Anche questa volta, Magnier si è preso la vittoria davanti al compagno di squadra Luke Lamperti, l'altro gioiello di questo inizio di 2024 della Soudal Quick-Step, che con il secondo posto è salito in testa alla classifica generale davanti a Fisher-Black. Per lo statunitense classe 2002 è il terzo secondo posto negli ultimi quattro giorni di corsa, dopo la Muscat Classic e la tappa di ieri, in cui si è dimostrato un corridore più versatile di quanto si potesse pensare.

Luke Lamperti nuovo leader della classifica generale ©Tour of Oman
Luke Lamperti nuovo leader della classifica generale ©Tour of Oman

Tappa accorciata

La terza tappa del Tour of Oman sarebbe dovuta terminare sulla Eastern Mountain (4.6 km all'8.5%), ma a causa delle forti piogge di questi giorni l'organizzazione ha deciso di accorciare la tappa per garantire la sicurezza dei corridori, dopo che già l'arrivo era stato reso molto insidioso dalle condizioni estreme. Una tappa che sulla carta doveva essere adatta agli scalatori diventa dunque un'occasione per i velocisti resistenti, con arrivo in leggera salita ad Al Bustan dopo 76 chilometri.

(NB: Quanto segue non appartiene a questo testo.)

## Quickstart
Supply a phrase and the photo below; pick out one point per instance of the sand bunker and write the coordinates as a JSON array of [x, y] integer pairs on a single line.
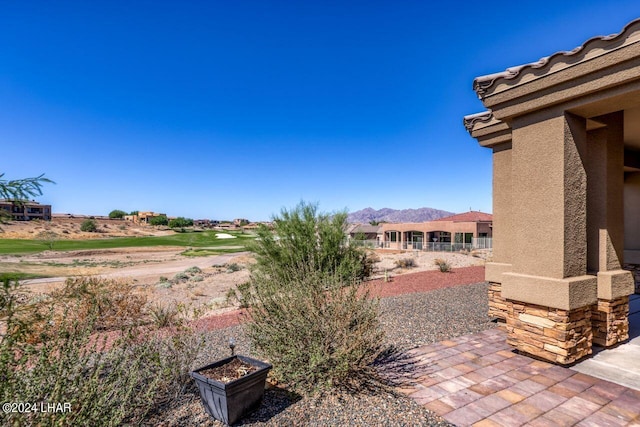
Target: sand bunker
[[224, 236]]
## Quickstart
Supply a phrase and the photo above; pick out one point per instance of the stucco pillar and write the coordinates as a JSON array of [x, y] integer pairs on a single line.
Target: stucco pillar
[[501, 232], [605, 220], [548, 291]]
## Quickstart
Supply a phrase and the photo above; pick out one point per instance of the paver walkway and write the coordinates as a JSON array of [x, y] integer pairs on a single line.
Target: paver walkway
[[477, 380]]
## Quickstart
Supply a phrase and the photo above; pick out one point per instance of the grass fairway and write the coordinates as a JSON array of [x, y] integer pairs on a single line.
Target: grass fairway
[[188, 239]]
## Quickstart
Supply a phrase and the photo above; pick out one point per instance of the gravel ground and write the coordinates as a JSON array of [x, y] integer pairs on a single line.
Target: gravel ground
[[409, 321]]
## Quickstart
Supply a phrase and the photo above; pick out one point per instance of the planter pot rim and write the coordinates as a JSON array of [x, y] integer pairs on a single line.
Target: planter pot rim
[[195, 374], [228, 402]]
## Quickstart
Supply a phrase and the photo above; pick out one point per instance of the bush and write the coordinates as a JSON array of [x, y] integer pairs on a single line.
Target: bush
[[193, 270], [180, 276], [316, 330], [164, 315], [241, 294], [405, 263], [114, 378], [117, 214], [106, 304], [309, 315], [304, 236], [180, 222], [233, 267], [443, 265], [89, 225]]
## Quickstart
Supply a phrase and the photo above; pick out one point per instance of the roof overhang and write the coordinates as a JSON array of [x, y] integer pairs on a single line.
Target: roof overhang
[[602, 68]]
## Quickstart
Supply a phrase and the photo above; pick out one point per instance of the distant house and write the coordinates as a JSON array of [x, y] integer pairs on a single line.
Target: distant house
[[205, 223], [456, 230], [142, 217], [26, 211], [364, 232]]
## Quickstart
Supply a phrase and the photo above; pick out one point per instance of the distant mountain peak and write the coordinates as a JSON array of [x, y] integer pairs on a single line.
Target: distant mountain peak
[[367, 215]]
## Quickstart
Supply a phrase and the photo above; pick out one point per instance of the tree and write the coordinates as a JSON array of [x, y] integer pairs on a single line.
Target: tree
[[159, 220], [89, 226], [20, 190], [304, 236], [117, 214], [180, 222], [309, 315]]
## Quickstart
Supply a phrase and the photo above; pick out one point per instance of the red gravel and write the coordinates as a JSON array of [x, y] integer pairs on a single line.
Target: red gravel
[[409, 283], [426, 281]]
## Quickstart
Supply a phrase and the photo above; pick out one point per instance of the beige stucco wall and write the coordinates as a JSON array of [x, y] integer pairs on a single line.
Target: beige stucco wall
[[502, 227], [550, 222], [632, 217], [450, 226]]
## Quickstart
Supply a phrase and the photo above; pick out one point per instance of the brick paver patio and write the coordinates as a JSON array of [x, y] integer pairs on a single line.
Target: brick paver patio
[[477, 380]]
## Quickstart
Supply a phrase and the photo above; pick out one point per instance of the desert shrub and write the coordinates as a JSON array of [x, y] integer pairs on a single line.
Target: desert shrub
[[159, 220], [443, 265], [240, 294], [163, 315], [180, 222], [317, 330], [310, 316], [117, 214], [110, 303], [106, 378], [405, 262], [193, 270], [89, 225], [180, 276], [49, 238], [302, 235]]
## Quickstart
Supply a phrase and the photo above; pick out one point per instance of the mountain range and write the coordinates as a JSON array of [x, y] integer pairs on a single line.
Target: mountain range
[[367, 215]]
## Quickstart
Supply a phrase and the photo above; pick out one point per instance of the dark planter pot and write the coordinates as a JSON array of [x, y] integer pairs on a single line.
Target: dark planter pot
[[228, 402]]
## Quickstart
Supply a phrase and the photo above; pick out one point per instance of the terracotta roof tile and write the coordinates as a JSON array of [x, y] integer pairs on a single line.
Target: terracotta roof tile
[[485, 84], [472, 216]]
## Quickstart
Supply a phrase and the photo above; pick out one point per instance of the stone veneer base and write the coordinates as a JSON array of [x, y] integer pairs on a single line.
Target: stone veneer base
[[497, 304], [610, 321], [556, 335]]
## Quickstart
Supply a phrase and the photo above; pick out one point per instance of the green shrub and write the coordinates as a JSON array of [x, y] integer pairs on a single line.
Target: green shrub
[[117, 214], [233, 267], [164, 315], [443, 265], [241, 294], [180, 222], [309, 314], [107, 379], [193, 270], [180, 276], [159, 220], [316, 330], [89, 225], [303, 236], [405, 263]]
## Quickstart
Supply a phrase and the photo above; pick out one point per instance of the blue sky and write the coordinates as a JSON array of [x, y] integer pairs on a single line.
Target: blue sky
[[226, 109]]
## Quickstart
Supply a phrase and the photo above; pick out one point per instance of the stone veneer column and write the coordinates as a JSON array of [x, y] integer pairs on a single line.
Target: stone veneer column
[[605, 230], [549, 295]]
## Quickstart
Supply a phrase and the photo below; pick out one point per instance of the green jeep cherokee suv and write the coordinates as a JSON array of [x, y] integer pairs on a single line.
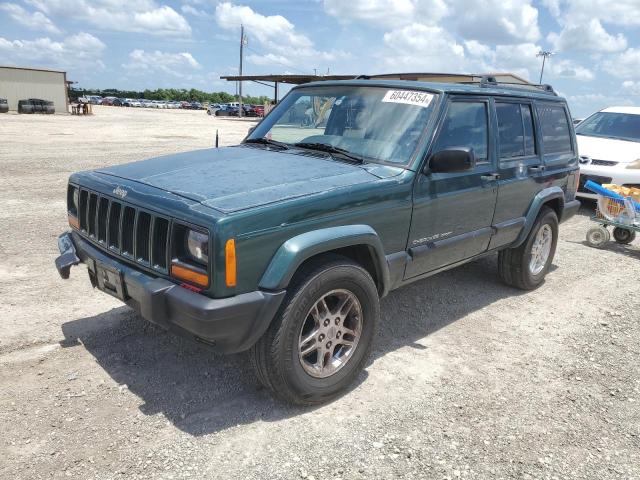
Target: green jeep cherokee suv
[[283, 245]]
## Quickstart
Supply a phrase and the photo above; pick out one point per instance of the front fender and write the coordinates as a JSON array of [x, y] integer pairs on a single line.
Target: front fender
[[543, 196], [296, 250]]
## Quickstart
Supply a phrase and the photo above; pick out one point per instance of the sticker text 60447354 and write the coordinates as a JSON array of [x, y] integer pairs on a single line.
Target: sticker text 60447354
[[409, 97]]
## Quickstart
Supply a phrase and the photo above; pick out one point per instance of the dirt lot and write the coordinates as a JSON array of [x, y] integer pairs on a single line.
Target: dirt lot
[[469, 378]]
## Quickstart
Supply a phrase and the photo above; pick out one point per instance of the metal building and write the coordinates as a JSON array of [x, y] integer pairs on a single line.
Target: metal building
[[21, 83]]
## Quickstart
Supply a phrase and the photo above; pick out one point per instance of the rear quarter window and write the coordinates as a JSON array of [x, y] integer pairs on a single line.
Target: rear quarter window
[[554, 124]]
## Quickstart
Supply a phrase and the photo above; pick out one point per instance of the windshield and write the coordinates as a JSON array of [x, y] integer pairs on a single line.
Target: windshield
[[622, 126], [373, 123]]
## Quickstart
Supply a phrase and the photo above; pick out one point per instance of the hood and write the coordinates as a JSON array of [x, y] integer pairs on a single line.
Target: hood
[[237, 178], [611, 149]]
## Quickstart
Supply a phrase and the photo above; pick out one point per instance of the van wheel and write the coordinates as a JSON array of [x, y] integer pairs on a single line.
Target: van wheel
[[322, 335], [526, 266]]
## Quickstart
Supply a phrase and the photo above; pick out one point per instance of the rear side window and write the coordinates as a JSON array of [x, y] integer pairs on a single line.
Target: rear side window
[[555, 129], [465, 126], [515, 130]]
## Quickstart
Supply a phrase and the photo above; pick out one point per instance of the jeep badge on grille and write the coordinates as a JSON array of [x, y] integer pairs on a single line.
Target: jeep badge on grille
[[120, 192]]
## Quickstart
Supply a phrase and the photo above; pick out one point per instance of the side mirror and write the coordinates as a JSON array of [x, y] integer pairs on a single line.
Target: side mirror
[[451, 160]]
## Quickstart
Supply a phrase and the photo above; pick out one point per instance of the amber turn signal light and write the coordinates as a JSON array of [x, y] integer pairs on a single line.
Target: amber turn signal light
[[73, 221], [185, 273], [230, 262]]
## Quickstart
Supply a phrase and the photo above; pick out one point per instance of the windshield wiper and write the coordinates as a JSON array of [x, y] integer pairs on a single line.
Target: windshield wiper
[[268, 141], [325, 147]]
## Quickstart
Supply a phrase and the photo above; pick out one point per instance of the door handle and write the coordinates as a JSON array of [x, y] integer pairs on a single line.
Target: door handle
[[490, 177]]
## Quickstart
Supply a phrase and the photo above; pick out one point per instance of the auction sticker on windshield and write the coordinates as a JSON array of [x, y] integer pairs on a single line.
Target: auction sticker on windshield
[[409, 97]]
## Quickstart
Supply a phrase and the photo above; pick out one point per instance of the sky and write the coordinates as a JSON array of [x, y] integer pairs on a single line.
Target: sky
[[138, 44]]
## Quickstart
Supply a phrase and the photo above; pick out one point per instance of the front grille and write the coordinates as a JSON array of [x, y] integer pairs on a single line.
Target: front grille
[[603, 163], [125, 230], [594, 178]]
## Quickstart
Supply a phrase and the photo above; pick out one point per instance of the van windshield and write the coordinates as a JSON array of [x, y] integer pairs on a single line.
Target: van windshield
[[373, 123], [621, 126]]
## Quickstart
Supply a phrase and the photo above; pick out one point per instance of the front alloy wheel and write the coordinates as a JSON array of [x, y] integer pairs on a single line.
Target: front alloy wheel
[[330, 333], [321, 337]]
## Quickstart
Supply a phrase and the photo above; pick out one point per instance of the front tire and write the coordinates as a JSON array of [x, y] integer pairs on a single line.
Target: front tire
[[525, 267], [322, 335]]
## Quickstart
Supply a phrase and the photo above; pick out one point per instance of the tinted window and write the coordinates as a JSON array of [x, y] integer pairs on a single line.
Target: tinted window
[[515, 130], [465, 126], [510, 130], [527, 120], [555, 129], [611, 125]]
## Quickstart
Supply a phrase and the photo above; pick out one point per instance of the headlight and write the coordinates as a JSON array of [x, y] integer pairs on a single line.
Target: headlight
[[198, 246], [635, 164]]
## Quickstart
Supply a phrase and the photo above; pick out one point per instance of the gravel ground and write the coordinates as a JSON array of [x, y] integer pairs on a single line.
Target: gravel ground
[[469, 378]]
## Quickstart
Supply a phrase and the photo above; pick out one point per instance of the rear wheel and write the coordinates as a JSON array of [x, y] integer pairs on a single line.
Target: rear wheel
[[526, 266], [322, 335]]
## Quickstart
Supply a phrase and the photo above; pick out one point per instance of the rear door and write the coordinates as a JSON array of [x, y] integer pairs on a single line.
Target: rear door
[[520, 166]]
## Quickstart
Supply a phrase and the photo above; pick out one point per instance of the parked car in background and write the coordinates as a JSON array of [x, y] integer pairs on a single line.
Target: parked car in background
[[259, 109], [609, 146], [226, 111]]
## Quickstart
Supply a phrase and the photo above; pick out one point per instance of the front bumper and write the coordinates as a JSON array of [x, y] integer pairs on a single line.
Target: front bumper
[[618, 175], [229, 324]]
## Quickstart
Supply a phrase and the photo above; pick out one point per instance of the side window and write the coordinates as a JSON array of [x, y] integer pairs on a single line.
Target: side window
[[555, 128], [465, 126], [515, 130]]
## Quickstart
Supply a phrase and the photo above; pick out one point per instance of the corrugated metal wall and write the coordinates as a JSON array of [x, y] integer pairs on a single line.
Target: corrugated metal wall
[[18, 84]]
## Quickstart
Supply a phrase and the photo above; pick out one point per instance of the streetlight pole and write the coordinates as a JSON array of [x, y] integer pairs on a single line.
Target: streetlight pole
[[544, 54], [243, 41]]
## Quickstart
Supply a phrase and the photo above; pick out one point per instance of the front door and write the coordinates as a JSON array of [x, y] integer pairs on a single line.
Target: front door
[[453, 212]]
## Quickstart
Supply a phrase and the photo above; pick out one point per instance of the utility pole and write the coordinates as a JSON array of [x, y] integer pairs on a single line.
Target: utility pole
[[243, 41], [544, 54]]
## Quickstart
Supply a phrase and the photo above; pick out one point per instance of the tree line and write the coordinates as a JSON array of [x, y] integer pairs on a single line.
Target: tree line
[[182, 94]]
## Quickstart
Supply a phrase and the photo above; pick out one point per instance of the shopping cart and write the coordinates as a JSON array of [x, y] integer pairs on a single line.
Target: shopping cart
[[614, 210]]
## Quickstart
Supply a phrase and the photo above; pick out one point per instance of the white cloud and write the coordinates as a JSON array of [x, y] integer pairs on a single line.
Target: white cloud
[[80, 51], [587, 37], [32, 20], [569, 69], [496, 21], [633, 87], [273, 33], [422, 47], [388, 12], [618, 12], [625, 64], [139, 16], [178, 65]]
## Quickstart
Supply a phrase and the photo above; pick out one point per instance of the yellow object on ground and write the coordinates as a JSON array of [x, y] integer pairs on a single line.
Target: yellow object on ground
[[625, 191]]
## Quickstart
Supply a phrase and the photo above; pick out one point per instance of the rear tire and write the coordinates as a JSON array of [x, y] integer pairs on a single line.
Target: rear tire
[[525, 267], [623, 236], [279, 357]]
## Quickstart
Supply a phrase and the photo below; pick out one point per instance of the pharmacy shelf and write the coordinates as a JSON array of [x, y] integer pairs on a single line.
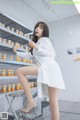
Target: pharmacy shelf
[[8, 47], [8, 21], [33, 90], [8, 34], [15, 63], [15, 77]]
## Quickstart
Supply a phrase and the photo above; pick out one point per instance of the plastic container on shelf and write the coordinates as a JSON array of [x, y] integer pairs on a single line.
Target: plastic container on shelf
[[3, 25], [4, 41], [18, 86], [12, 44], [1, 39], [11, 57], [22, 46], [8, 27], [0, 56], [12, 72], [4, 88], [9, 73], [21, 87], [12, 29], [9, 42], [3, 72], [24, 60], [4, 57], [17, 31], [0, 88], [13, 88], [0, 24]]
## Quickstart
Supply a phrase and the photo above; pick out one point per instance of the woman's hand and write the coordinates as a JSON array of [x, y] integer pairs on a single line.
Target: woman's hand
[[32, 44], [15, 47]]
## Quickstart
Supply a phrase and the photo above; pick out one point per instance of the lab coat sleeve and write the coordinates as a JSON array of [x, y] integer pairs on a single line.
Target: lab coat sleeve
[[24, 55], [45, 48]]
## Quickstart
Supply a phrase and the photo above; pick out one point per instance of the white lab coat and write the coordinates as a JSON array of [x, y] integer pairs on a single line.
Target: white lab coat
[[49, 73]]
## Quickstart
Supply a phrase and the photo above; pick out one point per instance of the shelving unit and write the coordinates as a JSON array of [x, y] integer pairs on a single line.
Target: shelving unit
[[7, 33]]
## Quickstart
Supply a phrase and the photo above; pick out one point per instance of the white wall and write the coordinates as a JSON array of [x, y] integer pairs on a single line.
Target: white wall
[[65, 34], [21, 12]]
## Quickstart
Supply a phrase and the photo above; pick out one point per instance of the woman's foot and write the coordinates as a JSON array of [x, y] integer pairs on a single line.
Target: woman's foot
[[29, 107]]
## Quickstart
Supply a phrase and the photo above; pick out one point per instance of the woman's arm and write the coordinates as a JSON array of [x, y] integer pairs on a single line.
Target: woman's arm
[[45, 48], [24, 54]]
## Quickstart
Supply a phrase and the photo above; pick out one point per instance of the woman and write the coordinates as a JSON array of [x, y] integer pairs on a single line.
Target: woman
[[49, 78]]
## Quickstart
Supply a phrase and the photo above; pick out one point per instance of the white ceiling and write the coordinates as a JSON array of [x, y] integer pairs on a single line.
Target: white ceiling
[[58, 12]]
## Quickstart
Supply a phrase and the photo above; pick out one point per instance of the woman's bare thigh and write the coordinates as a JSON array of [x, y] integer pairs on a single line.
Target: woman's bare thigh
[[29, 70]]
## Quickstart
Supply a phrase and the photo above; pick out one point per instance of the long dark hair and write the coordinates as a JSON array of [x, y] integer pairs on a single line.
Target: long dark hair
[[44, 34]]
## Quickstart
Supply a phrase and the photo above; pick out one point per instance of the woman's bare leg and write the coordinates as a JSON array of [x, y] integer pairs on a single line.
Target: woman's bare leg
[[53, 97], [21, 74]]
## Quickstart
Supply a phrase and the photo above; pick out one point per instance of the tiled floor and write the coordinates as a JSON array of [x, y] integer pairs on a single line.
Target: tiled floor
[[68, 111]]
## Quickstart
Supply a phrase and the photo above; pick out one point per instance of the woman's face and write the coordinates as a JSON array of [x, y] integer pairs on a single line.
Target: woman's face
[[39, 31]]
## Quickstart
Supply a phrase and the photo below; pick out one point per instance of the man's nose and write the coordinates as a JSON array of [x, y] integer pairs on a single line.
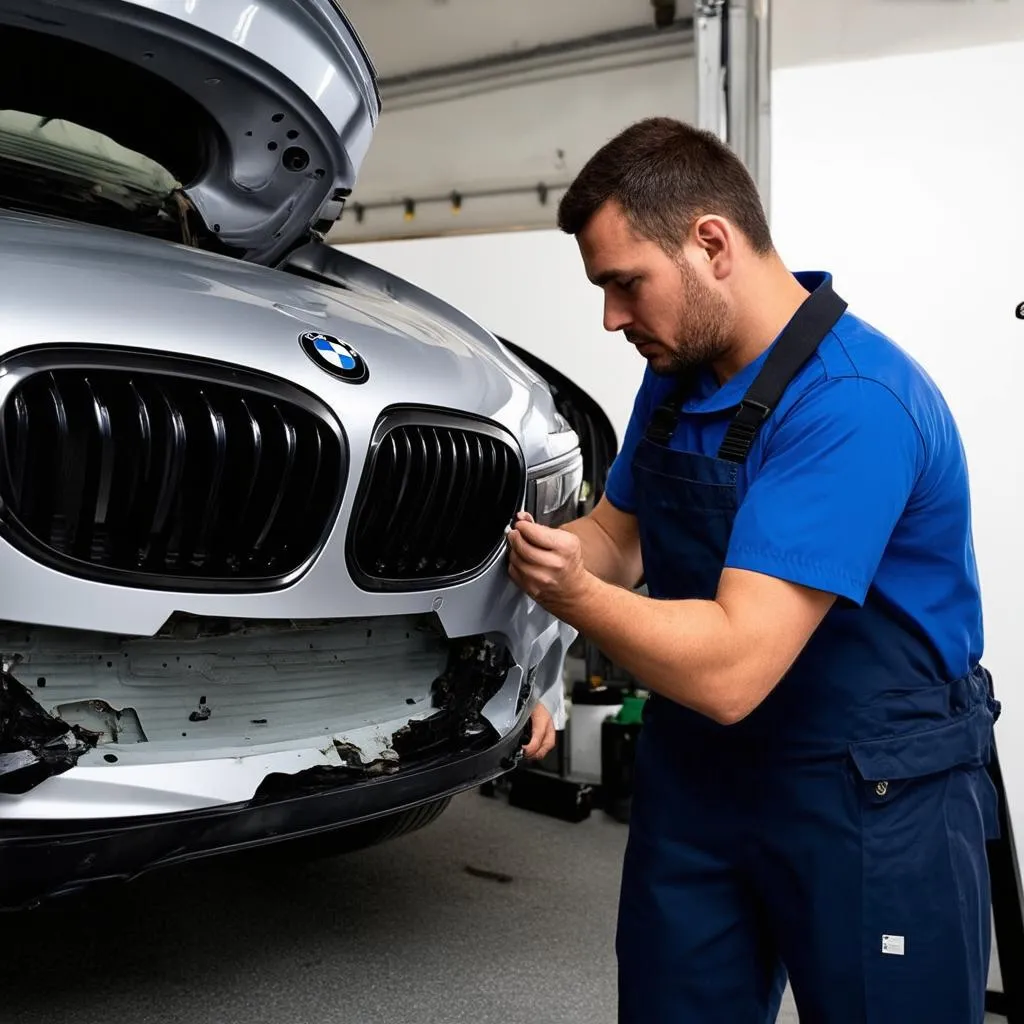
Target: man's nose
[[616, 317]]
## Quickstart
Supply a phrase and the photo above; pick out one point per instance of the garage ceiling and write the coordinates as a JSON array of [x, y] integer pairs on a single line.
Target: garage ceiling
[[489, 107], [406, 36]]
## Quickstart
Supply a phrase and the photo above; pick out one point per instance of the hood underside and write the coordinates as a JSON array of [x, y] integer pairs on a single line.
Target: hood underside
[[233, 126]]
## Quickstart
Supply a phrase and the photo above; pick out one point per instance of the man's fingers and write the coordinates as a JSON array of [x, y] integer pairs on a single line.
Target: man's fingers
[[541, 743], [545, 537], [529, 555]]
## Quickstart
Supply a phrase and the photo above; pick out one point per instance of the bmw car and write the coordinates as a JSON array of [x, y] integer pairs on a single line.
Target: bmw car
[[253, 491]]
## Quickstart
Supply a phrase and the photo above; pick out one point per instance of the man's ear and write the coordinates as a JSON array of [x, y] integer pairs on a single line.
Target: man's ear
[[716, 239]]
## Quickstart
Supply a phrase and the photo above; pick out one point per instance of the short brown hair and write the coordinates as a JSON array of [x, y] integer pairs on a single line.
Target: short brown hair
[[665, 174]]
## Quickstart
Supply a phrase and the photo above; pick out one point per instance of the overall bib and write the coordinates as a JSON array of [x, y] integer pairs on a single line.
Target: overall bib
[[837, 835]]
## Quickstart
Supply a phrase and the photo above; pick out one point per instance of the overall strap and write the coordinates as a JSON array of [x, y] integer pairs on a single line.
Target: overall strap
[[666, 417], [798, 342]]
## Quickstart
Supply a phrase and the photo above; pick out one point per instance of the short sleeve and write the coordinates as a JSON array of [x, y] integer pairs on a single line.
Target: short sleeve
[[837, 476], [619, 485]]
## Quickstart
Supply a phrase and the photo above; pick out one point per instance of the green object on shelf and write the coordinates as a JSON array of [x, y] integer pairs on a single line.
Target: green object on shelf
[[632, 710]]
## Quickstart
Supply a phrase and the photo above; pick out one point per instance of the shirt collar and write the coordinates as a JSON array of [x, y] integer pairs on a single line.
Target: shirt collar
[[712, 397]]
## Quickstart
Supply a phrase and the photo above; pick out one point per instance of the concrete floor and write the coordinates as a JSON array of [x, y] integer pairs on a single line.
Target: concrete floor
[[400, 934]]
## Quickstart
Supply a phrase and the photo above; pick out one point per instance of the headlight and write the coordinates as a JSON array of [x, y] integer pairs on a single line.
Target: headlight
[[553, 491]]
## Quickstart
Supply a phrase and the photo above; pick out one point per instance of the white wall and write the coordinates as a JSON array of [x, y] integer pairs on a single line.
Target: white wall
[[902, 175], [512, 138]]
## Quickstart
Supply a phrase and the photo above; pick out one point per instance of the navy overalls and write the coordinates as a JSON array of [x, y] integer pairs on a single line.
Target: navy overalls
[[837, 834]]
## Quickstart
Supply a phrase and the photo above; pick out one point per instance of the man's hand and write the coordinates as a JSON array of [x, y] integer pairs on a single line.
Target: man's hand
[[542, 739], [547, 564]]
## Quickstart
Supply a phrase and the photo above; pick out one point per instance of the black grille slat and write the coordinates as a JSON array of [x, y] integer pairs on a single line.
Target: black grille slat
[[16, 455], [160, 478], [434, 502]]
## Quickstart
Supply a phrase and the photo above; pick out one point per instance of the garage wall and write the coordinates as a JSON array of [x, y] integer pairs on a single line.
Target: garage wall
[[486, 95], [901, 174], [509, 139]]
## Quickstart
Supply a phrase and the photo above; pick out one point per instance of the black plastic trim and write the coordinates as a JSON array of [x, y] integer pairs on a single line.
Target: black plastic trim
[[17, 366], [412, 415], [42, 860]]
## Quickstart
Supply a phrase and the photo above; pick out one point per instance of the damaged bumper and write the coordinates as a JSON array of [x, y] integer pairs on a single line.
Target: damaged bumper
[[44, 859]]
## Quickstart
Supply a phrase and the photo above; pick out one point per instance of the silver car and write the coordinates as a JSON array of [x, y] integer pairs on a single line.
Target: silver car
[[253, 491]]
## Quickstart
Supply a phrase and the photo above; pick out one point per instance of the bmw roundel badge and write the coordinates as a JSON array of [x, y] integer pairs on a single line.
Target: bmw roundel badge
[[335, 356]]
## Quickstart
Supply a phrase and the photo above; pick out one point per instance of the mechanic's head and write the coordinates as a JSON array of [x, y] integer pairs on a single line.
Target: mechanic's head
[[669, 222]]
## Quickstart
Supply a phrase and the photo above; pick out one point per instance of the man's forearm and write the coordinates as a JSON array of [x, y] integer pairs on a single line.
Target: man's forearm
[[600, 554]]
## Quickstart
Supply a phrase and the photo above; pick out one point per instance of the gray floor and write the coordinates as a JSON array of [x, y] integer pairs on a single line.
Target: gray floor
[[401, 934]]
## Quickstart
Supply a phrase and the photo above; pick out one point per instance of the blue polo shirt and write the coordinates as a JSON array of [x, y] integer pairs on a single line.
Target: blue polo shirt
[[857, 481]]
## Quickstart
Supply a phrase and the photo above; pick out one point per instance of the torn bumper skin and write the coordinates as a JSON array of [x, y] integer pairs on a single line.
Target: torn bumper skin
[[100, 793]]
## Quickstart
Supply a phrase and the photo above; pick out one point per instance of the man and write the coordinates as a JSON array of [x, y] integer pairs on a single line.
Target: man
[[811, 795]]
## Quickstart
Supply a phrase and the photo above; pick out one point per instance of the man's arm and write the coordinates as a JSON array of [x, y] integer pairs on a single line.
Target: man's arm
[[836, 478], [720, 657], [610, 543]]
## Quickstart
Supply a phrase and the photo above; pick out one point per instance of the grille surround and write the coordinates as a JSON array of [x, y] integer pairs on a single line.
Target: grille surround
[[425, 418], [248, 393]]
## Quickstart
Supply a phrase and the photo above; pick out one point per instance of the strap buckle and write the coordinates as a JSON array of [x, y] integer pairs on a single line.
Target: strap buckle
[[761, 411]]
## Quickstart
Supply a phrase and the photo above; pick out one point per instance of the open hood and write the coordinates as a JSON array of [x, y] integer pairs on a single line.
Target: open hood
[[236, 125]]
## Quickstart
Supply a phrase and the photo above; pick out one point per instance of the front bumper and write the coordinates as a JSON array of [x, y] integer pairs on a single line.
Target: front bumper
[[42, 860]]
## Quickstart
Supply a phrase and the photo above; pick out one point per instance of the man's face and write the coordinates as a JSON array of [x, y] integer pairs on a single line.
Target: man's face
[[659, 302]]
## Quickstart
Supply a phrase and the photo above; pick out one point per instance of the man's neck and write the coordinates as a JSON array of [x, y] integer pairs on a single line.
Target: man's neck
[[767, 303]]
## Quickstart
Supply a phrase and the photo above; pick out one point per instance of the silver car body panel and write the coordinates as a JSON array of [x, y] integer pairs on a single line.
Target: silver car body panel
[[134, 293], [328, 668]]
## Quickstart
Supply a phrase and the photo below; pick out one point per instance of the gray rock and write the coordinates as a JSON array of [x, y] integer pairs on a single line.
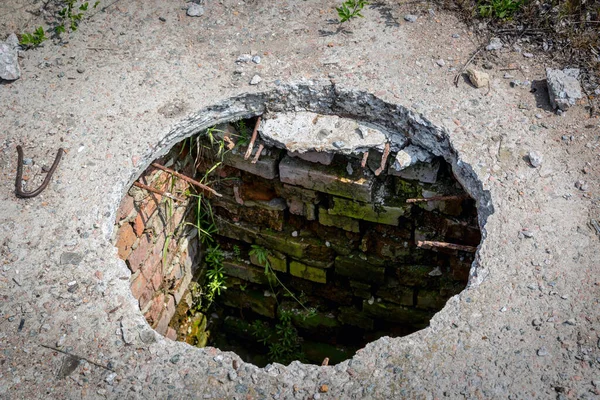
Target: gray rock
[[9, 60], [535, 159], [195, 10], [478, 79], [71, 258], [244, 58], [563, 87], [410, 155], [255, 80], [495, 44]]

Nella fuga iniziale ci sono David Delgado (Burgos BH), Ariya Phounsavath (Roojai Insurance), Mohammed Al Wahibi (Oman) e Anton Palzer (Bora-Hansgrohe). Il tedesco riesce poi ad andarsene da solo a una ventina di chilometri dal traguardo, e riesce a resistere a lungo al rientro del gruppo, tirato principalmente dalla Soudal Quick-Step e dal UAE Team Emirates, che difende la maglia di leader.

Palzer viene ripreso a una decina di chilometri dal traguardo, ma negli ultimi chilometri c'è ancora spazio per qualche tentativo di late attack. Ci prova il giovane Munther el Hsani, in gara con la selezione nazionale di casa, ma ai -3.5 viene ripreso. Il gruppo rimane però piuttosto allungato, e questo avvicinamento convulso alla rampa finale costa caro ai velocisti più puri come Fabio Jakobsen e Caleb Ewan, tagliati fuori dai giochi per la vittoria.

Doppia vittoria del Wolfpack

Nell'ultimo chilometro la Uno-X Mobility si porta davanti in blocco per favorire la volata di Alexander Kristoff, ma nemmeno il norvegese avrà le migliori gambe nel finale. Negli ultimi 200 metri, dopo il tratto più duro della salita, prova a farsi spazio Bryan Coquard, il francese della Cofidis viene surclassato dal giovane connazionale Magnier riesce a prendere la testa e a tenere un buon margine fino al traguardo, con Lamperti alla sua ruota ad esultare per la vittoria del compagno e il secondo posto che gli vale il sorpasso su Fisher-Black in classifica generale.

Un'altra dimostrazione di grande potenza su questo tipo di arrivi per i due giovani del Wolfpack, che domani potranno riprovarci sull'arrivo di Yitti Hills, su uno strappo un po' più lungo e impegnativo di quello di oggi. Potrebbe essere un'altra occasione per Lamperti, che ora ha lo stesso tempo di Fisher-Black ma è davanti in classifica in virtù dei piazzamenti, mentre alle loro spalle la classifica non cambia, con Diego Ulissi che mantiene la terza posizione.